Several studies have demonstrated that training in laparoscopic techniques in a simulated setting, including on virtual-reality simulators, has enhanced the capabilities of the surgical trainees during and beyond the course of their training[39,40]. Some studies have even shown an amelioration in trainees’ laparoscopic skills in the actual surgical theatre[41,42] and it is now largely accepted that laparoscopic simulation training should be mandatory[43] to facilitate trainees acquire basic laparoscopic skills, and a growing consensus by regulation training bodies is desirable.

Proficiency-based simulator curricula have proven effective in improving the performance of trainees. An assessment of baseline skills level on laparoscopic colectomy for trainee surgeons may be used to fashion a tailored program dedicated to improve specific competences and to meet the needs of novice surgeons according to their specific pre-training skills.

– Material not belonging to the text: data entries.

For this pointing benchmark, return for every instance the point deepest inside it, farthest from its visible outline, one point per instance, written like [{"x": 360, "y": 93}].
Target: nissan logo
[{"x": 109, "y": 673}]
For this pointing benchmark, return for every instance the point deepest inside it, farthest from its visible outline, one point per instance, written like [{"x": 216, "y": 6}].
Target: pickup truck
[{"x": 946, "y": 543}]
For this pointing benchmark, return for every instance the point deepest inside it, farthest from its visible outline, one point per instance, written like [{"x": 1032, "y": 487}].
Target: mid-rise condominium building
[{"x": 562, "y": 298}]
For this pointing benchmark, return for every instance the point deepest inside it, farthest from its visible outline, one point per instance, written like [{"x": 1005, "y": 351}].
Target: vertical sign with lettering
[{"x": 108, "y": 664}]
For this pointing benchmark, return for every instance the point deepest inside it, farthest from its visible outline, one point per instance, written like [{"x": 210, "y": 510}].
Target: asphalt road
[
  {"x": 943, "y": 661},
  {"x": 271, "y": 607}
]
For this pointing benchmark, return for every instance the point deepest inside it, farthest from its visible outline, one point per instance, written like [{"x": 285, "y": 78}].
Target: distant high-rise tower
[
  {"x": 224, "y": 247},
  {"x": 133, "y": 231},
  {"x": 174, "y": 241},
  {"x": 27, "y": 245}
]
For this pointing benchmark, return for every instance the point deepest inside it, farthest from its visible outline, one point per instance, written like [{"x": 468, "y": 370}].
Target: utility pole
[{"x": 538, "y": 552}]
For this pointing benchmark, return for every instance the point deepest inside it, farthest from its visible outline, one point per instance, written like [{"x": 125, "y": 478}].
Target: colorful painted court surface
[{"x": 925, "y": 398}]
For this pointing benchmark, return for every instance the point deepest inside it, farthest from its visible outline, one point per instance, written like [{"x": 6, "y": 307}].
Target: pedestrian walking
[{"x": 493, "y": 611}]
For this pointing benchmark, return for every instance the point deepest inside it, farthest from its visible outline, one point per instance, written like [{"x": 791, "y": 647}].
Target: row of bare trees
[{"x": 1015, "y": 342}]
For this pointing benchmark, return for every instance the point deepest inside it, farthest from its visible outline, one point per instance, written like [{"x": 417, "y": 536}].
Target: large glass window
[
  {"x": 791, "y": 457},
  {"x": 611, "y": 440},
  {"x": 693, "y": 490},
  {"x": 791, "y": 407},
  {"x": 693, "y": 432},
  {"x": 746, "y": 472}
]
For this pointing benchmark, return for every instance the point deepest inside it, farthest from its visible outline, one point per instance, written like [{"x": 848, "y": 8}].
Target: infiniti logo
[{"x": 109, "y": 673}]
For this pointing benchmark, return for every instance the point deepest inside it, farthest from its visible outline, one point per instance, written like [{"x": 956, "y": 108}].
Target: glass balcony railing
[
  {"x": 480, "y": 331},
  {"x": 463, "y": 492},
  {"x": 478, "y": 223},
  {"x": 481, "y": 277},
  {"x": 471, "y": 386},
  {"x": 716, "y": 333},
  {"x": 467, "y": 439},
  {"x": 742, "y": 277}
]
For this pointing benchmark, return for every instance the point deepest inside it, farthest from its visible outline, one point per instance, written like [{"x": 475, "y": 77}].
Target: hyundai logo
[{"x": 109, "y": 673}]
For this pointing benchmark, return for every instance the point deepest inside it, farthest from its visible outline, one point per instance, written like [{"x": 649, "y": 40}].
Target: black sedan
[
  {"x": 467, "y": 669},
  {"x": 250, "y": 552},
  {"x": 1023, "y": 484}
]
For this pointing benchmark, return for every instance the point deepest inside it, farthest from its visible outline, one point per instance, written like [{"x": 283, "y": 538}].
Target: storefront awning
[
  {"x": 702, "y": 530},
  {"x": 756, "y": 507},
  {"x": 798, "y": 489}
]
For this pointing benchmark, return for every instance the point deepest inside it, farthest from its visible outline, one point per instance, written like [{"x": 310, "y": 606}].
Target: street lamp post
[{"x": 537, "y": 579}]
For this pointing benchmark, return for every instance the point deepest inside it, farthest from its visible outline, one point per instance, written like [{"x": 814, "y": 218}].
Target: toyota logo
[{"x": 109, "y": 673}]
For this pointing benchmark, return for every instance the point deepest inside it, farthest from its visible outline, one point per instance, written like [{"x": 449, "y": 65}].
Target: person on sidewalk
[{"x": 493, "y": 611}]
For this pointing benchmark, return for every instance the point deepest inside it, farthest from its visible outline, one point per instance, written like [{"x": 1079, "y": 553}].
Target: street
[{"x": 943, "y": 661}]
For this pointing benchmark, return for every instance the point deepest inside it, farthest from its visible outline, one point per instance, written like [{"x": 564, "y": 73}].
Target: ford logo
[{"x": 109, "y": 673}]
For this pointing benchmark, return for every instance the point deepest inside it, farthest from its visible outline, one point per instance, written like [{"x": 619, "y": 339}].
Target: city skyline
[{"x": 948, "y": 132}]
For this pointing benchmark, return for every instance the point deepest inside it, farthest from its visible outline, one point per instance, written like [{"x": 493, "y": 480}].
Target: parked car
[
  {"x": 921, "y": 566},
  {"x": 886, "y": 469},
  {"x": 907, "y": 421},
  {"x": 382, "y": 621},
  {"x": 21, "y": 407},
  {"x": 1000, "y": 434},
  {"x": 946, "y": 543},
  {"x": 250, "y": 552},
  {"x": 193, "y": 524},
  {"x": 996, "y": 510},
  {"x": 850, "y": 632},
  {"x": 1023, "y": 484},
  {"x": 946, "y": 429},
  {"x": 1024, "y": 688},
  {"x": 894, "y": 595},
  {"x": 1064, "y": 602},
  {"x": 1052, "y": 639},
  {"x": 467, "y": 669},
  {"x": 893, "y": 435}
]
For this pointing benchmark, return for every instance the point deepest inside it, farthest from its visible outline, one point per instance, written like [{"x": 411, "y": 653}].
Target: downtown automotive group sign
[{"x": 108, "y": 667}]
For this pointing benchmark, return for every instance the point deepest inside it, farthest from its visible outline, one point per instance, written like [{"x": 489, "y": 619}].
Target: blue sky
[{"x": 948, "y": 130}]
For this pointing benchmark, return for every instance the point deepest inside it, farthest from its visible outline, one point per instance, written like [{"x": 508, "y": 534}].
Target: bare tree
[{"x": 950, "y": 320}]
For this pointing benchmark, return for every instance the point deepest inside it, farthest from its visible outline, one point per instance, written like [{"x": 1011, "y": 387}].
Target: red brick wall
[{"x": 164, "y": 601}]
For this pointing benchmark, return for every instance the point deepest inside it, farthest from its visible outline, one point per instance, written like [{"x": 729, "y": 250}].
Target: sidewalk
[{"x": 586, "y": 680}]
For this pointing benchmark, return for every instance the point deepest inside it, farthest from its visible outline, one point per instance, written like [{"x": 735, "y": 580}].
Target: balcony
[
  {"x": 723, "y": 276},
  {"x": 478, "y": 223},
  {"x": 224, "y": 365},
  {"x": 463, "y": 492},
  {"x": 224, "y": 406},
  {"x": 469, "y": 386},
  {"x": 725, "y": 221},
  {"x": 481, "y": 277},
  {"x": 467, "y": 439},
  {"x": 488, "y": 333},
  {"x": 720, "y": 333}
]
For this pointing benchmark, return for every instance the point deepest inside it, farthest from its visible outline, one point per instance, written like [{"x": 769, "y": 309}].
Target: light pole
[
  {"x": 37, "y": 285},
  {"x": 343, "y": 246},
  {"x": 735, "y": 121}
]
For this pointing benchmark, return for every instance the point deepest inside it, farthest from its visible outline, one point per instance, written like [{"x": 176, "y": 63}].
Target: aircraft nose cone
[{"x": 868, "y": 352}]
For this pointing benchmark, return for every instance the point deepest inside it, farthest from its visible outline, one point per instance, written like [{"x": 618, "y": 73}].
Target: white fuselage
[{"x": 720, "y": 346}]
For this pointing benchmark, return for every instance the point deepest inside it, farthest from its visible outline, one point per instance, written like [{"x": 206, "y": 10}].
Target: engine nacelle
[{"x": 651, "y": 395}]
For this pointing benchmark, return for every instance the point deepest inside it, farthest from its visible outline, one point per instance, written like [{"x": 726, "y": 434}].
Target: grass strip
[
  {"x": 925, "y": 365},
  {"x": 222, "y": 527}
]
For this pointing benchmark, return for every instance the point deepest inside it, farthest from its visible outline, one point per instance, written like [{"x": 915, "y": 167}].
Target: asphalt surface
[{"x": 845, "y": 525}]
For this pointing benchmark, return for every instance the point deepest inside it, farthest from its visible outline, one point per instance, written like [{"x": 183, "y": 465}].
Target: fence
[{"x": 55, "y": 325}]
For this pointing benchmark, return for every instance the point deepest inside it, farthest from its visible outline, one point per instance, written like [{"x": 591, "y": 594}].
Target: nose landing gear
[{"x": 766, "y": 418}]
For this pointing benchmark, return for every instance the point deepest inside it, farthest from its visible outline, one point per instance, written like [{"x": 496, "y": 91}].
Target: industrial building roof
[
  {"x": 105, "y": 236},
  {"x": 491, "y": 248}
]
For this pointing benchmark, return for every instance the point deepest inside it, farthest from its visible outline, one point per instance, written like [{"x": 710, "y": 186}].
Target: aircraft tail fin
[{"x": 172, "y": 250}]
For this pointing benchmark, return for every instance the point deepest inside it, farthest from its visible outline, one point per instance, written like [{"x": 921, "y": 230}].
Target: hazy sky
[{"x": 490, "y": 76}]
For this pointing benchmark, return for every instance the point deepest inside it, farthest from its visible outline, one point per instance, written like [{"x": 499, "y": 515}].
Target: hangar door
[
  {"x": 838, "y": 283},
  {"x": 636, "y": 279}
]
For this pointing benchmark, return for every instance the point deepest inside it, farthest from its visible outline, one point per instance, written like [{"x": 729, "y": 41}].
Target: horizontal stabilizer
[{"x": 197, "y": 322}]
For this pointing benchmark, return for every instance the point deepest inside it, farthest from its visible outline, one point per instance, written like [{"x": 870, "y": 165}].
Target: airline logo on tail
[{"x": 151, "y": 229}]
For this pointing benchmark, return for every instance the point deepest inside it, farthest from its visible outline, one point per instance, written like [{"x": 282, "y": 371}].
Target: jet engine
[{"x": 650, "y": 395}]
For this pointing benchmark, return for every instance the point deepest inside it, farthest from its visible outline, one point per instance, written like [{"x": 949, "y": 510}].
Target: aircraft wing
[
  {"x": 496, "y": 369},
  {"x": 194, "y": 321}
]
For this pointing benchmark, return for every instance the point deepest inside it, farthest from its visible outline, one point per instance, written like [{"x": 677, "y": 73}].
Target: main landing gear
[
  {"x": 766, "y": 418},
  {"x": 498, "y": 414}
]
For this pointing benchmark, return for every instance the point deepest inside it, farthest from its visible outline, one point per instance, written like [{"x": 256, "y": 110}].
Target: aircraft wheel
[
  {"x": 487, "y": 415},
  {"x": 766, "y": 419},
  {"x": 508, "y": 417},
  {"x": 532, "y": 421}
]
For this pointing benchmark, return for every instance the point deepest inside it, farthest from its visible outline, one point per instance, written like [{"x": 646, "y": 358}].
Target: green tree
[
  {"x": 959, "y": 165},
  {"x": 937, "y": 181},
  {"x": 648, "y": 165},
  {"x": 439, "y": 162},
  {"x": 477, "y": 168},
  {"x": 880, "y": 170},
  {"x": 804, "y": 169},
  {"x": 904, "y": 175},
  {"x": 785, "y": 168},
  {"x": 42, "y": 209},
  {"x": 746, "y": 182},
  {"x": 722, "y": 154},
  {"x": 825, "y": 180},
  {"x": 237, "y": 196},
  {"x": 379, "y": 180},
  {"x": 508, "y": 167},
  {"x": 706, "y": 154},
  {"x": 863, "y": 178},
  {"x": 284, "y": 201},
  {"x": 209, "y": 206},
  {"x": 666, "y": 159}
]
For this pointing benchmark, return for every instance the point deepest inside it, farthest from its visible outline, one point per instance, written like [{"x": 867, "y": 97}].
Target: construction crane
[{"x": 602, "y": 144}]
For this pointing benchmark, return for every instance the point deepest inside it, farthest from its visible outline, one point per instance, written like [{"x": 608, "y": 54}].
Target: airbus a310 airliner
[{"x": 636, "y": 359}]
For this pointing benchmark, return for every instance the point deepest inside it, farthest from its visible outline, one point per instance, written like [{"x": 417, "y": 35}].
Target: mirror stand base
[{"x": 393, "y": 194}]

Skills of different complexity can be achieved using a phased approach and a mixture of distinct simulation training techniques. Basic surgical competences such instrument handling and suturing should be developed in box trainers and virtual reality simulators, while advanced key steps in complex procedure mastered using torso-shapped mannequin with synthetic materials. Finally, as LCS requires cooperation among the surgeon, the assistants and the operating team personnel, advanced laparoscopy team training should be done in animal/cadaver/hybrid labs with a minimal number of required animals or cadavers.

CONCLUSION

Training in LCS requires specific psychomotor skills that trainee surgeons are required to gather in less time. Simulation may offer a safe, reproducible environment for development of technical skills and procedural knowledge. The learning curve for LCS could be reduced through practice and skills development in a risk-free setting and a staged approach to simulation training should be mandatory in every colorectal training program.